If you were a poet returning from war-ravaged Yugoslavia with a marriage on the rocks and credit-card companies after you, where would you go to get away from it all? Christopher Merrill’s choice, several times between 1998 and the millennium’s eve, was Mount Athos. The only women to have entered this thousand-year-old monastic republic in northern Greece — a watchtower for Byzantium, he calls it — have been halted by guards as they stepped from the boat or warned off by the voice of the Virgin Mary.
Some of Merrill’s experiences on Athos are equally forbidding. He arrives at the Serbian monastery, to be asked ‘You like racquet ball?’ and, nodding politely, is told the world championship results: ‘Yugo- slavia just won…Russia second, USA third.’ He decides to move on.

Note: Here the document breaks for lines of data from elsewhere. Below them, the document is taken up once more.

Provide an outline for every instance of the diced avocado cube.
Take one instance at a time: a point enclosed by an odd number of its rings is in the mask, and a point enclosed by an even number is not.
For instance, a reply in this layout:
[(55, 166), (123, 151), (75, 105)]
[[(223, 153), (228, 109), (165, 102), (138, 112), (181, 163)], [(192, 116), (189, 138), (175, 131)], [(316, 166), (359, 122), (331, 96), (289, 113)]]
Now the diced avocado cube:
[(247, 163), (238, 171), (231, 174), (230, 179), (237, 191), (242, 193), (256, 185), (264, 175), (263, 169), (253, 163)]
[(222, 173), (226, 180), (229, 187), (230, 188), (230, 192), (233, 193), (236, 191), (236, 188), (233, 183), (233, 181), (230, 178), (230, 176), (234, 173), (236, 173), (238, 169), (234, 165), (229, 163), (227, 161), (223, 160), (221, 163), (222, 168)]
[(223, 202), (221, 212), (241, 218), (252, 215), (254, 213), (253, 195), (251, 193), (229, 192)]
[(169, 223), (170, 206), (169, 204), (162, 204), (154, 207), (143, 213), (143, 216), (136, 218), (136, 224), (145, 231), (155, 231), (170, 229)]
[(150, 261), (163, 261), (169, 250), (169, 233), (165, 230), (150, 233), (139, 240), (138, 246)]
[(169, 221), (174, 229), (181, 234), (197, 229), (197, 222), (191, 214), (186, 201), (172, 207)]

The author of this impressive account of a place hard to tie down is not often daunted, even in the face of violence. When treated to a one-sided lecture on Serbian sufferings, he speaks of what he knows, with powerful and peaceable self-restraint. Although — perhaps because — he once spent an afternoon pinned down by sniper fire, he knows when to walk away from a conversation that is not going anywhere.
Athos, then, spoke to him in the depths of war. Arriving on its shores to navigate his crises through an ancient faith, he keeps an eye open for humour. In church between a wide-eyed Alyosha Karamazov figure and a sleeping bishop, he hears a monk remark, ‘Better to sleep inside the ark of the church than outside.’ Whether people are sneering at him, taking food away from him because he is not Orthodox, or sharing a moment of spiritual connection, Merrill writes everything down. So persistent is he that in a Montenegrin monastery, before he ever went to Athos, a monk grabbed his pen, and told him to take his racist slurs to heart, not just down on paper.